Hauni, der 2009 als erster heimischer Skifahrer einen Contest im Rahmen der Freeride World Tour gewinnen konnte, glaubt nicht, dass ihn die Vaterrolle übervorsichtig werden hat lassen. „Ich war ja mein Leben lang ein Wettkampftyp und bin deshalb im Kopf relativ stark. Ich weiß natürlich, dass meine Verantwortung größer geworden ist, aber ich weiß auch, dass ich mich auf meine Kompetenzen am Berg verlassen kann. Ich weiß einfach, was ich mir zutrauen kann, und was nicht.“

Eine durchaus kritische Phase galt es beim Aufstieg in eine steile Rinne auf dem Südhang des Gora Pobeda, also die Situation einer klassischen Lawinengefahr, zu bestehen. Doch Hauni und Matthias konnten sich auf ihre jahrzehntelange Erfahrung verlassen: „Wir tappen ja nicht blind in eine Falle hinein, sondern nähern uns einer potenziellen Gefahr wortwörtlich Schritt für Schritt an. Wir wussten, dass über uns eine Wechte brechen könnte, haben uns aber immer so bewegt, dass der Schnee an uns vorbei abrinnen hätte können.“

Nach einer kuscheligen Nacht in einer selbst gegrabenen Schneehöhle gelang den Herren Haunholder und Mayr die historische Leistung der Erstbefahrung in einer Gegend, die zuletzt vor dem Zusammenbruch des Sowjetreichs von einigen Bergsteigern besucht worden war. Und, fragen wir uns jetzt: Wie war die Abfahrt? „Na ja“, gesteht Hauni, „der skifahrerische Übergenuss war es nicht, dafür war der Schnee einfach nicht gut genug. Aber für uns zählt ja auch das ganze Rundherum. Und wenn man bedenkt, wo wir da gefahren sind, dann ist das schon ziemlich cool.“

Auch Matthias Mayr wischt jeden Zweifel an der Sinnhaftigkeit eines solchen Unternehmens mit einem ebenso stolzen wie zufriedenen Lächeln beiseite: „Das Leben ist doch langweilig, wenn alles so einfach funktioniert.
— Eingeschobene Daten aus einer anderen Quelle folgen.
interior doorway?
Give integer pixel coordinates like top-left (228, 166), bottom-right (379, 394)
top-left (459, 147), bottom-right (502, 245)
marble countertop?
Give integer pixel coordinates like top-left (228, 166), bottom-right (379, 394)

Wir brauchen schon gewisse Anforderungen, um an unsere Grenzen gehen zu können.“ Und so kann man auch davon ausgehen, dass die Reise nach Sibirien nicht die letzte Herausforderung bleiben wird. „Sobald ich von so einem Abenteuer nach Hause komme“, sagt Matthias, „beginne ich zu grübeln, wo ich mich das nächste Mal ans Limit bewegen könnte. Dieser Entdeckerdrang ist einfach nicht zu stillen.“Matthias „Hauni“ Haunholder
Geboren am: 28. Dezember 1979 in Walchsee
Größter sportlicher Erfolg: Sieg auf der Freeride World Tour in Tignes (2009)
Ausrüster/Sponsoren: Atomic, ABS, Sweet Protection, Oakley, Zanier, Stubai Bergsport
Im Netz: hauni.at

Matthias Mayr
Geboren am: 16. Mai 1981 in Wien
Ausrüster/Sponsoren: Elan, Peak Performance, Smith Optics, Pieps, Victorinox, Gregory Packs, Zeiss, contour Felle, Stubai Bergsport
Im Netz: matthiasmayr.comGemeinsame Filme: „Made in Austria“ (2009), „A History Of Snow“ (2011), „Another Day In Paradise“ (2012), „Far Away“ (2013), „Aotearoa“ (2014), „The List“ (2014), „Onekotan“ (2015), „The White Maze“ (2016)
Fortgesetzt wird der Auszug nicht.